Small Battalion, Big Hearts

Yesterday afternoon, I was in Leeds city centre with a team of volunteers collecting donations for the city’s St Gemma’s Hospice.

Wrapped in several layers of clothing to counter the biting West Yorkshire cold, I spent three hours standing in various densely populated city streets with a collection bucket, witnessing the magnanimousness of our metropolis’ citizens.

Undertaking this type of voluntary work gives you plenty of opportunity to mull over all things existential. For instance, on catching sight of a guy holding a ‘The End Is Nigh!’ sign, I realised I needed to contact my phone network provider, requesting they change to a less melodramatic method of advising me when my data allowance was low.

In the quieter times between thanking benefactors for their donations to an excellent cause, my mind tended to wonder off seeking an idea of whimsy for my narratives (an example from yesterday being the data allowance whimsical offering above)……. Perhaps, I need to address how I spend my time during the less busy donation periods!
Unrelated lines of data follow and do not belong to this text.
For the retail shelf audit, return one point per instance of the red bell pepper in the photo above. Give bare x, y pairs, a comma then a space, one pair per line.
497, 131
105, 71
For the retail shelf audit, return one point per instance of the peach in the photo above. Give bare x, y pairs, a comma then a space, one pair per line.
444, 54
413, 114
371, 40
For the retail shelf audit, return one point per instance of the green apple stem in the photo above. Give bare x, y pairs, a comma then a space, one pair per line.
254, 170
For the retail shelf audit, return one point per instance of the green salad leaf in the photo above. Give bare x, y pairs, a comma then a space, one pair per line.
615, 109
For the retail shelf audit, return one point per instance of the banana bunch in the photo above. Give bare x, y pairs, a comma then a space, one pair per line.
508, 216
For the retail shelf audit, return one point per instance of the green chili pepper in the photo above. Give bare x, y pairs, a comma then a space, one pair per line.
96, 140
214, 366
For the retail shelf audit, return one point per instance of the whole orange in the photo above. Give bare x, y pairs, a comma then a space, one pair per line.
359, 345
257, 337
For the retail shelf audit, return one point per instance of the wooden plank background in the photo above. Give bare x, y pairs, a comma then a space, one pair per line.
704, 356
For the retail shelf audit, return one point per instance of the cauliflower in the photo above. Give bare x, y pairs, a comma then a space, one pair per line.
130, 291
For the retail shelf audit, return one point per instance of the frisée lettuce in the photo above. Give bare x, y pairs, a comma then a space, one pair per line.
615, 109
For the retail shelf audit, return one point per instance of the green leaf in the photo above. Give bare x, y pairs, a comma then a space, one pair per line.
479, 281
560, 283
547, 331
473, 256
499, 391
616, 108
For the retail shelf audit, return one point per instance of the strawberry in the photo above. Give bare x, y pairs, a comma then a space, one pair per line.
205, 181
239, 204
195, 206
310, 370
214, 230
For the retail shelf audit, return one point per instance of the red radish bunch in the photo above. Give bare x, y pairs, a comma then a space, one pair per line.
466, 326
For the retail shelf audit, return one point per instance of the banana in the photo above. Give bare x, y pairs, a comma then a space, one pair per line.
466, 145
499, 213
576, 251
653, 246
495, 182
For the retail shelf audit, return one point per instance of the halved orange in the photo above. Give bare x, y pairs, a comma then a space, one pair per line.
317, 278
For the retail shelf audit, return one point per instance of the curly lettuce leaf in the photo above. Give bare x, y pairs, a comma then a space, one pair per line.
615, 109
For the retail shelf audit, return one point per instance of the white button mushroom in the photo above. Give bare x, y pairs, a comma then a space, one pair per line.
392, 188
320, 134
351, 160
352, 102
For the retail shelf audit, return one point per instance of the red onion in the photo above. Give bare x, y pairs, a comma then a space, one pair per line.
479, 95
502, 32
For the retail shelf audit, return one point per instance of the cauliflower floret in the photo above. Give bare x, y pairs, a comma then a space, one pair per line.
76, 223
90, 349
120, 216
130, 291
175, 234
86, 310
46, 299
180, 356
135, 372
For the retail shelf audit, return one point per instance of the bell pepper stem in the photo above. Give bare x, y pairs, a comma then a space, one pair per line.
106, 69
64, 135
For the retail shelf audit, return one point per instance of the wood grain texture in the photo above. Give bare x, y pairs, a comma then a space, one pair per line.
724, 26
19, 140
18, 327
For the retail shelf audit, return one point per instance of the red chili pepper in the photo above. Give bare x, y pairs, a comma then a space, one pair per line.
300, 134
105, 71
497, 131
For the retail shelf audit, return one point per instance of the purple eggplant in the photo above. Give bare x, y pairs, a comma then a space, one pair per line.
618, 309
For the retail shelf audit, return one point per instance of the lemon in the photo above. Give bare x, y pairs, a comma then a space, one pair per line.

I also spend many minutes people-watching. Yesterday, I stood in awe as scores of shoppers, leaving and entering the Trinity Shopping Centre, avoided colliding with one another.  The result of spatial awareness eluding them, while immersed in the screen contents of their mobile devices…… Hopefully these individuals have network providers with a more efficient working practises than I for communicating diminishing data availability…….. No Gary! That tale how you were informed your network data being low was fictional; remember!

St Gemma's

During one of these quieter periods, I spent time seeking creative inspiration by the random manipulation of words and adages. Lexilogical tinkering aimed at unearthing a whimsical gem; an intentional occupying of my mind, diverting it from the current less fragrant elements in our current family existence.

As hundreds of consumers a minute passed in pursuit of yuletide gifts for little Jimmy, wee Alice and grumpy Greg, I mulled over whether there’s literary mileage in a fictional tale of a pedantic company owner whose firm made mountains out of molehills…… Or even a over-anxious CEO whose business made kerfuffles……. Or maybe a production company underpinned by organised crime who made offers you can’t refuse.
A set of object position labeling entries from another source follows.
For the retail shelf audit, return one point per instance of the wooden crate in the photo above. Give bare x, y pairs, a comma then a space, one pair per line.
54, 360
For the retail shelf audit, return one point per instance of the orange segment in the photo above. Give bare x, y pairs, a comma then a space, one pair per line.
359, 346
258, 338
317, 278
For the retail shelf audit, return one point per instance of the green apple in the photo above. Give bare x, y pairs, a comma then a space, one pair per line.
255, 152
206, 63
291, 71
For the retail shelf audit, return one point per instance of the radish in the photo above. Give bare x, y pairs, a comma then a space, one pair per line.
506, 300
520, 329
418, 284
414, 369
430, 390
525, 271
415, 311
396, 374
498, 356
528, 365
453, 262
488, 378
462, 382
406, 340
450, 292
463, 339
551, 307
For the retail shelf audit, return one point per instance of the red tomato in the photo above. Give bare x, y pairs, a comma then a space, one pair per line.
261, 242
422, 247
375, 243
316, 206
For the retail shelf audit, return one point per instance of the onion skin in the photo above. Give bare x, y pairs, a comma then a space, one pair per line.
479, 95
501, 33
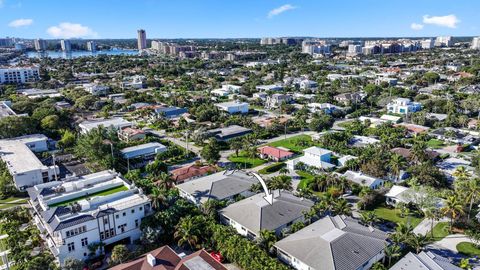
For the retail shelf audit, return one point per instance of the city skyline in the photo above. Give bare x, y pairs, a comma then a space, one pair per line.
245, 19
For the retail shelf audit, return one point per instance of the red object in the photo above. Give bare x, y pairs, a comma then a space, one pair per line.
217, 256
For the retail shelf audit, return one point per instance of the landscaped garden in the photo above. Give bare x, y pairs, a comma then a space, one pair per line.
468, 249
244, 161
393, 215
295, 144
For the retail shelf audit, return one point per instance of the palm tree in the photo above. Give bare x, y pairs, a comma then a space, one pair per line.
368, 218
267, 239
432, 214
461, 173
157, 197
281, 182
187, 233
341, 207
417, 241
453, 208
165, 181
391, 252
471, 190
396, 164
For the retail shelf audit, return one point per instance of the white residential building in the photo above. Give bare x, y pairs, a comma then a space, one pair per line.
17, 75
96, 89
476, 43
314, 157
403, 106
115, 123
24, 166
233, 107
79, 211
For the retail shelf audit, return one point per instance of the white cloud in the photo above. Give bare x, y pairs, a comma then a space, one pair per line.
416, 26
449, 21
280, 10
70, 30
20, 23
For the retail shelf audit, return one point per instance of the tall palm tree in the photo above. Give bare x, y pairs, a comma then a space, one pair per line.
341, 207
453, 208
187, 233
396, 164
392, 252
417, 241
431, 213
158, 198
165, 181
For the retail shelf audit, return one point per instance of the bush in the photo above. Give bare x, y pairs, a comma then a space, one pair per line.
272, 168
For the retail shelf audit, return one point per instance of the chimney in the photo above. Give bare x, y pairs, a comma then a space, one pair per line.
152, 261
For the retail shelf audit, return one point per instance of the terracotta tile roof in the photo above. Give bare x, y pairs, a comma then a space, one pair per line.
274, 152
187, 172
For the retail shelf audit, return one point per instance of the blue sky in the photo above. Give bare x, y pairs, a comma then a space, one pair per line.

On reflection, though, I’ll file those epiphanies in the ‘Blog Ideas If I’m Really Desperate’ folder.

It wasn’t just ideas for quips that needed my creativity whilst seeking charitable donations in our metropolis’ consumer heartland. When it was time to pee I had to put the old thinking cap on….. Perhaps, I should have put as much thought into logistical bathroom problems of donning a onesie and 15 pairs of undies, as pondering the literary mileage in a tale of a pedantic company owner whose firm made mountains out of molehills.

I finished my voluntary stint at around 2.30pm (after 11am start). My body may have been cold, but as a consequence of witnessing the benevolence of Leeds’ citizens my spirit was warm.
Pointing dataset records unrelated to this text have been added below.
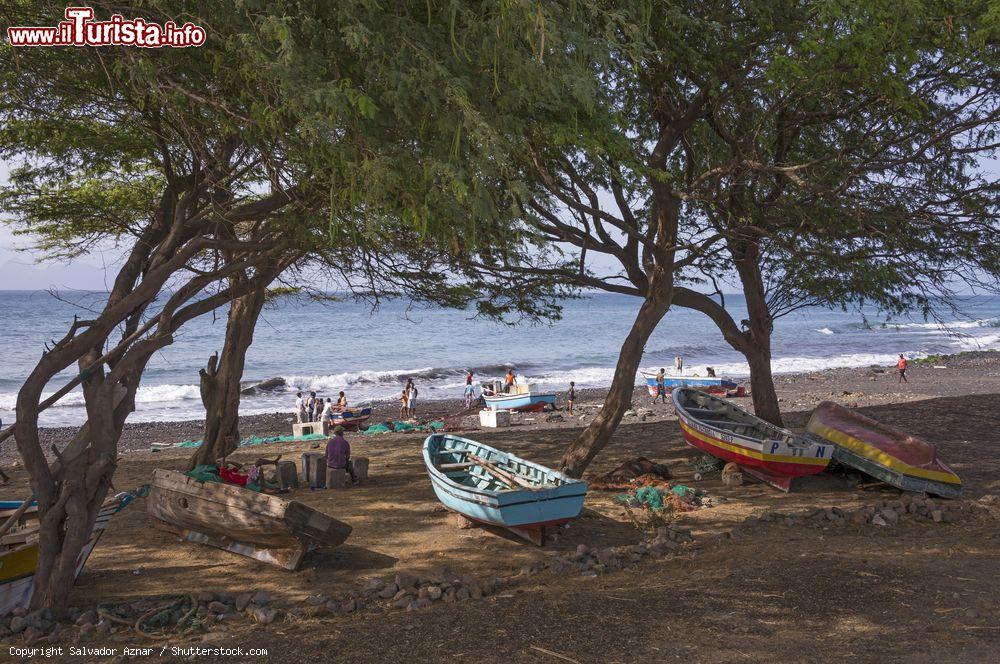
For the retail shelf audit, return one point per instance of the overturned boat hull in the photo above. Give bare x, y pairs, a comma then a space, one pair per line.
727, 432
20, 560
886, 453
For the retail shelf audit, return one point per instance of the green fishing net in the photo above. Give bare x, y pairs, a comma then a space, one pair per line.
205, 473
648, 496
402, 427
257, 440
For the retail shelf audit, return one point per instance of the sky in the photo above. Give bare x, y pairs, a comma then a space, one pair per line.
20, 271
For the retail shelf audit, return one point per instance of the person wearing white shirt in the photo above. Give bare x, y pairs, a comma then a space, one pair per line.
300, 408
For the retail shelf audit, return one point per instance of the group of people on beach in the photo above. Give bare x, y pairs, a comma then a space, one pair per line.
408, 402
313, 409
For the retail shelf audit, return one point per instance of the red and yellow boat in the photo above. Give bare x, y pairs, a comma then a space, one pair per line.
725, 431
887, 454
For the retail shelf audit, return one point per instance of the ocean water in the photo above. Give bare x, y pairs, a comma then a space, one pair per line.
346, 346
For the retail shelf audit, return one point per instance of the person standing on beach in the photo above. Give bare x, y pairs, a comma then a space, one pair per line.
511, 381
470, 394
338, 454
300, 409
411, 399
311, 407
404, 405
661, 385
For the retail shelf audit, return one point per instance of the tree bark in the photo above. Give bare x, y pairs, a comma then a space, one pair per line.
220, 381
760, 327
596, 436
765, 398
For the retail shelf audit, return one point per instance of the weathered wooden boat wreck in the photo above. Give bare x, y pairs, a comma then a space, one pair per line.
886, 453
490, 486
260, 526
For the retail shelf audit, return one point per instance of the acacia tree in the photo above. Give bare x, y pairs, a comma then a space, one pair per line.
671, 117
185, 165
843, 173
213, 179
While Briggate reverberated to the upbeat rhymes emanating from the charity’s purple gazebo, children’s groups sang and danced. Their aim, as with the small group of adult organisers/volunteers, to encourage the massed ranks of Leeds’ Christmas shoppers to generously donate to their local hospice.

Although I’m unaware of how much this event raised, it appeared to be a successful day for the St Gemma’s event organisers and volunteers. Donning their uniform incorporating a purple sash, I’m proud to have stood side by side with this small battalion of fund raisers with big hearts.